Vessels and lights
Manuel Fadat
En juin 2009, à la Maison de la culture de Bratislava s’est tenue la dernière exposition de l’artiste Slovaque Palo Macho : Vessels and lights. Celle-ci n’est pas juste un agencement de ses pièces récentes, mais un agencement juste, imaginé avec Katarina Bajcurova, livrant les recherches de cet artiste singulier qui fait usage du verre mais qui se dit volontiers peintre. En outre, l’exposition se base sur une problématique intéressante, apportant un éclairage précieux pour toute lecture de sa pratique : une réflexion sur l’objet verre et sa représentation.

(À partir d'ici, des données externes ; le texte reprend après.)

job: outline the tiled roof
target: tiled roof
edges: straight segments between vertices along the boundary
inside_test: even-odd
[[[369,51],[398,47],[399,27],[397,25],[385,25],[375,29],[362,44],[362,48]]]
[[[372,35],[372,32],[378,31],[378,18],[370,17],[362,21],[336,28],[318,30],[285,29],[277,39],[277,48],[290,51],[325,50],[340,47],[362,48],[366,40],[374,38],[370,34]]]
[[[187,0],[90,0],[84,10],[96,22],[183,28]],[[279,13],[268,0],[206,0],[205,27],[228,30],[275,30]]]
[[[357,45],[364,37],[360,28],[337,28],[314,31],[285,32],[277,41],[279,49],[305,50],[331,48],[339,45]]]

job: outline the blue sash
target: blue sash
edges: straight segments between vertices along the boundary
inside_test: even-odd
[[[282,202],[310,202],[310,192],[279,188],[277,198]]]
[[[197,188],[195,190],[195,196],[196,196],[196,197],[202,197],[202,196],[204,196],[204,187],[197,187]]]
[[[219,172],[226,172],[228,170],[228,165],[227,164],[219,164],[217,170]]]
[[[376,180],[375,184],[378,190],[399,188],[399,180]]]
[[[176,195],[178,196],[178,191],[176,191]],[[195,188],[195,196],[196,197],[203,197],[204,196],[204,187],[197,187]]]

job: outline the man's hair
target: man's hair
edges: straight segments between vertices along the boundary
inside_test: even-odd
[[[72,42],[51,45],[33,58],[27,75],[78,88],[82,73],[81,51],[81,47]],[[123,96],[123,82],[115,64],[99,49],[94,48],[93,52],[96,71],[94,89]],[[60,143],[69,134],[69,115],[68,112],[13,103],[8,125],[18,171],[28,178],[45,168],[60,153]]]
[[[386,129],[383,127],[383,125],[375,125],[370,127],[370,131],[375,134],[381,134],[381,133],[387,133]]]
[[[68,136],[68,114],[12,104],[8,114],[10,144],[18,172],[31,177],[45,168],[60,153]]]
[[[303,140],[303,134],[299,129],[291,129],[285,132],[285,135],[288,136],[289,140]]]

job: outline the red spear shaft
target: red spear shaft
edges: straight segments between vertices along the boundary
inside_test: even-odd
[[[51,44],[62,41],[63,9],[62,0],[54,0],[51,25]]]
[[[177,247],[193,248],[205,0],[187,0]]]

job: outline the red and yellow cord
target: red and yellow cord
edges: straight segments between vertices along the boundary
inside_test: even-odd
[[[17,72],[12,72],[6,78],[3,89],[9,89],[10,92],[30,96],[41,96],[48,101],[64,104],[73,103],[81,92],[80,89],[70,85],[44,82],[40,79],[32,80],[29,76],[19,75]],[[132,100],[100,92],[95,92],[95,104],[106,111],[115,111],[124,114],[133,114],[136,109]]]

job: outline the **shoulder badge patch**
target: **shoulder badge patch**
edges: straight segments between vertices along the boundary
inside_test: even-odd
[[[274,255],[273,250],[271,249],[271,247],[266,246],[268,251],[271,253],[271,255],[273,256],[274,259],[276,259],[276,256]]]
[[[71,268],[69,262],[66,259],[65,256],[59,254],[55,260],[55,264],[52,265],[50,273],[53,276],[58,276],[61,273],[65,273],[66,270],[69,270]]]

L’exposition est aérée et aérienne. Les œuvres sont disposées dans une salle aux murs blancs, lumineuse. Conditions idéales. Comme l’on pouvait s’y attendre, il s’agit de panneaux de verre peints dont les surfaces sont traitées par thermoformage. Trois registres : assemblages en polyptiques de grande taille, sans cadres, posés à même le sol et le mur, parfois associés à des vases ovoïdes ; polyptiques de moyen format, fixés aux murs ; disques de verres fendus verticalement en leur milieu maintenus à différentes hauteurs grâce à de fines tiges de métal ; panneaux dans l’espace, enchâssés dans des structures métalliques. L’unité plastique est manifeste : brillances, opacités, satinages, jeux chromatiques, dessins de « formes » essentielles, aplats de couleurs, interactions avec des reliefs plus ou moins prononcés, le tout harmonieusement chorégraphié dans l’espace pluriel d’un panneau de verre : dessus, dedans, dessous, mais aussi autour, par projection, réflexion.
On connaissait Palo Macho pour son travail spécifique de peinture monumentale sur des panneaux de verre et ses compositions par stratification, jouant avec les mouvements de la matière préalablement travaillée. Mais bien sûr faut-il aller au-delà des apparences car il n’est pas uniquement question de tours de passe-passe plastiques, de technologies maîtrisées et d’un certain art du geste oscillant toujours entre figuration et abstraction. Il s’agit là d’un art de peindre : où le verre est matière picturale et non simple support ; où le dessin prend une place capitale, tant dans la peinture qu’en tant qu’acte, puisqu’il est exercice gymnique, préparation mentale, passage vers la création ; où les notions de picturalité et d’art sont pensées tout à la fois par résonnance avec sa formation mais encore sa volonté d’échapper aux systèmes. Car Palo se veut toujours sur la brèche. Rappelons brièvement, sans toutefois l’y réduire, qu’il provient d’une génération d’artistes ayant bénéficié de l’effervescence animant le milieu verrier, fin années 80 début années 90, lors desquelles, comme le décrit Katarina Bajcurova, naissait une veine d’artiste procédant à une interprétation intermédiaire et mixmédiaire des disciplines, effaçant les frontières de genre et de sorte. C’est ce qu’elle remarquait après 1989, l’année où il entre au département verre des Beaux arts de Bratislava, l’année aussi où le directeur, Askold Zacko, de la dite Ecole de Bratislava, est évincé au profit de Juraj Gavula, dans l’énergie de la « révolution » de 1989, qui toucha toutes les sphères de la société. Palo échappe par ailleurs à la tendance optique géométrique. Mais ses liens avec Yan Zoritchak peuvent constituer aussi un point d’analyse. D’où l’anticonformisme, d’où une manière de considérer le verre comme élément de sa peinture, d’où ce dont cette exposition est le fruit, conceptuellement. En effet, comme Mme Bajcurova l’explique, si le verre, comme objet, est l’apanage des verriers depuis des temps immémoriaux, il n’a jamais été celui de Palo, ni en tant que verrier, ni en tant que designer, ce qu’il n’est pas, mis à part pour des productions ponctuelles pour des raisons sculpturales et conceptuelles. Celui-ci a pourtant décidé, depuis 2004, d’interroger cet archétype, sa représentation, son idée, et de le décliner jusqu’à l’épure, au schéma. Ici le verre ne contient plus, il est contenu. Il ne fait plus qu’un dirons-nous, énigmatiquement.
Indiquons enfin qu’un superbe film vient de lui être consacré. Une façon de rentrer en profondeur dans son univers, de capter une part de son imaginaire et de ses manières d’être et de faire : Peintures de verre. Où l’on voit comment la nature est source de contemplation, et comment les mouvements imperceptibles du monde pénètrent dans son esprit et ressurgissent sous forme artistique.